Named ‘The Birds’ after Alfred Hitchcock’s 1963 horror film, this show is remembered for swallow prints and models dressed as roadkill, in cling film gowns covered in tyre marks. It was held at the then seedy Bagley’s nightclub in Kings Cross, now unrecognisable as furniture designer Tom Dixon’s Coal Drops Yard flagship.

Autumn/Winter 95 - Natural History Museum, Kensington

Held outside the Natural History Museum, the famously contentious ‘Highland Rape’ show put McQueen’s name on everybody’s lips. Models looked dazed as they stumbled down the runway wearing menacing contact lenses, torn lace gowns and tartan jackets that just covered breasts; the designer’s controversial way of discussing England’s bloody Highland Clearances of the nineteenth century.

Autumn/Winter 96 - Christ Church, Spitalfields

Baroque English architect Nicholas Hawksmoor’s Christ Church, built between 1714 and 1729, was the setting for ‘Dante’, a show that saw war photographs by Don McCullin printed onto tops, men dressed in vests dressed like American gangsters, and antler headpieces by Philip Treacy.

Autumn/Winter 97 - Borough Fruit Market, Southbank

It was to the dingy Borough Fruit Market for the fierce ‘It’s a Jungle Out There’ collection, in a scene lit red which was “part rave, part riot”. Models were striking with eyes painted like gazelles, while more antlers grew out of a jacket worn by Debra Shaw.

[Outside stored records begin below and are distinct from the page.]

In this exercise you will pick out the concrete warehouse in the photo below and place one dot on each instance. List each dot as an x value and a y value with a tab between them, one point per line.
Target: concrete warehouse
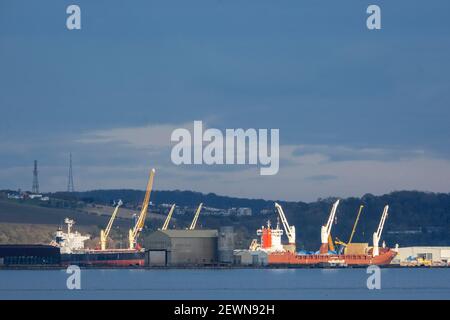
182	247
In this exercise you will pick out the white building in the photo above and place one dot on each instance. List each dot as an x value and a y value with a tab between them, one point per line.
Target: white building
434	254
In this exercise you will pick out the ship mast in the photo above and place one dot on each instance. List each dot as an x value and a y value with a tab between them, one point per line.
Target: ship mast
326	229
377	235
134	233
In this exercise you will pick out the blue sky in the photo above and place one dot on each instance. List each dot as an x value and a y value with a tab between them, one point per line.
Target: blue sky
358	111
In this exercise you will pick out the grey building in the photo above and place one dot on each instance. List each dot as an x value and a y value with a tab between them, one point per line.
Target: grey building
226	245
250	258
182	247
434	254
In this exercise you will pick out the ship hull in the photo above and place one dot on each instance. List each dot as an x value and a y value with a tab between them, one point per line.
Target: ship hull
108	258
287	258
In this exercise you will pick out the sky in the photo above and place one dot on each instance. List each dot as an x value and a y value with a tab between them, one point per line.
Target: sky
359	111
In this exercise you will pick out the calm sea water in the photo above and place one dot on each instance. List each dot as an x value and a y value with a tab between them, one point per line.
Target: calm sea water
227	284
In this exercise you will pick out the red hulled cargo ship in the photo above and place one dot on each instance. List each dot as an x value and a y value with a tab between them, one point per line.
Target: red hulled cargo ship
278	254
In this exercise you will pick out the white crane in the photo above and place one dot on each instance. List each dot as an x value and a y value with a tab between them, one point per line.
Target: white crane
105	233
377	235
194	221
290	230
326	229
134	233
169	216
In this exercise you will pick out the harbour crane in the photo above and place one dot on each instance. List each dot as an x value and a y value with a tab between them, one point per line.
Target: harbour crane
325	231
134	233
289	230
169	216
197	213
343	244
377	235
105	233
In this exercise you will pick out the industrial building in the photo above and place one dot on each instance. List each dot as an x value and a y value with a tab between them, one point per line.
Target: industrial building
190	247
250	258
182	248
435	255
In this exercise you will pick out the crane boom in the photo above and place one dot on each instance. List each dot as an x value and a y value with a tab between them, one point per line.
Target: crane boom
197	213
169	216
377	234
326	229
105	233
290	230
355	224
134	233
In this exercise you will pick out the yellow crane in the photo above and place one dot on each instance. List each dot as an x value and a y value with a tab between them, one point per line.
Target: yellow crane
105	233
353	230
169	216
134	233
194	221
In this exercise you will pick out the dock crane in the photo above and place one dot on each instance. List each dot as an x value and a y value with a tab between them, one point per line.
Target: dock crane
377	235
325	231
134	233
169	216
105	233
289	230
197	213
343	244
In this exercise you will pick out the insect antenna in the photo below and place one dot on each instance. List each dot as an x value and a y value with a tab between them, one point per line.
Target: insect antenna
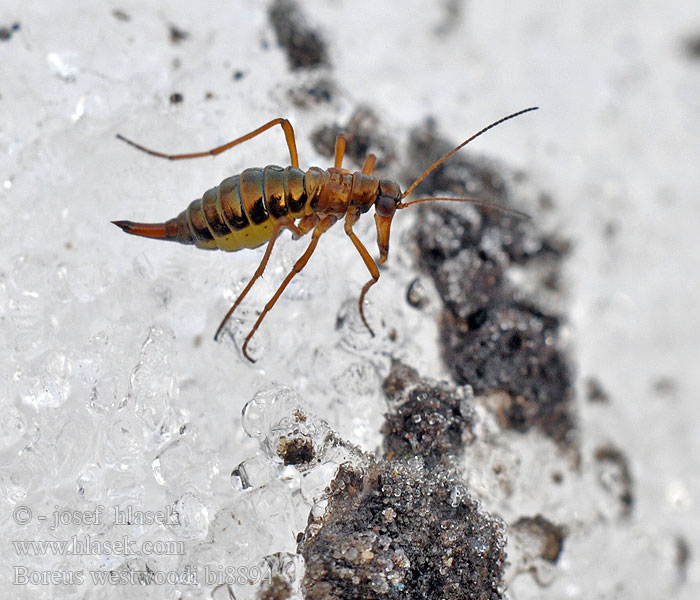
438	162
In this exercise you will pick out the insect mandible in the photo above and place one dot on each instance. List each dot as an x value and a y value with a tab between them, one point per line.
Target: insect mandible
250	209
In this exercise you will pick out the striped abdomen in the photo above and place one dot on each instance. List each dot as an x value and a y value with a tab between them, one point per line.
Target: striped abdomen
241	211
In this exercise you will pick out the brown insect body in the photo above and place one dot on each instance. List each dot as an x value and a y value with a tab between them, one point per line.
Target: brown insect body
250	209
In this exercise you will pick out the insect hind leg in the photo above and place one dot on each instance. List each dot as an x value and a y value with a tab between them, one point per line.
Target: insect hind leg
322	227
283	223
371	265
284	123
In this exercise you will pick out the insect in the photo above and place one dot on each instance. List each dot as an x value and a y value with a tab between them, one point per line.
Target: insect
253	208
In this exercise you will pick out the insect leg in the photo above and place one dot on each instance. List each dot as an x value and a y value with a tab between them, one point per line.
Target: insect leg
286	127
283	223
322	227
350	219
368	167
339	150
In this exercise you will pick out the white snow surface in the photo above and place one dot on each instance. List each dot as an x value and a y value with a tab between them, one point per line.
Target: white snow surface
113	391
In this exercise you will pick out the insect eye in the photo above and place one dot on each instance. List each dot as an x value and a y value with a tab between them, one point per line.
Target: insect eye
385	206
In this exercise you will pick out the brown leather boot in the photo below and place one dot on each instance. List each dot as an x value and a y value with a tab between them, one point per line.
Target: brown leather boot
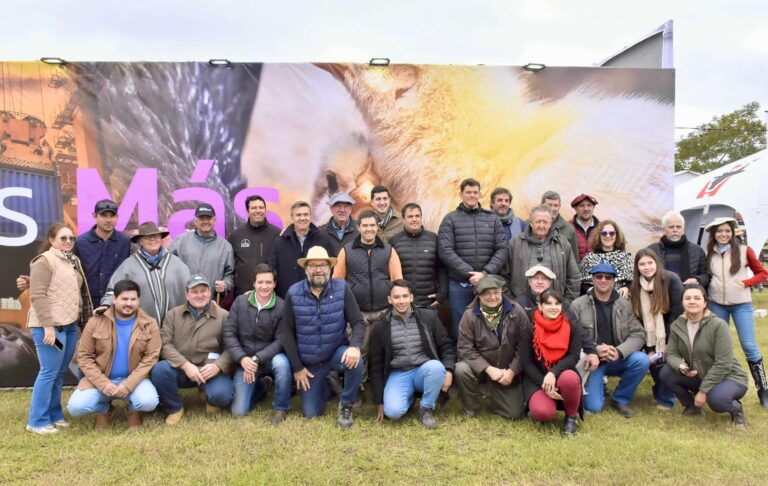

Spring/summer 99 - Gatliff Road Warehouse, Victoria

This collection, ‘No. 13’, made fashion history thanks to its spectacular finale; former dancer Shalom Harlow stood in the round and the audience watched aghast as the floor beneath her span and robotic arms spray painted the plain white dress black and yellow. It was held in an abandoned bus depot in Victoria, the site for a number of his shows before he migrated his genius across the channel.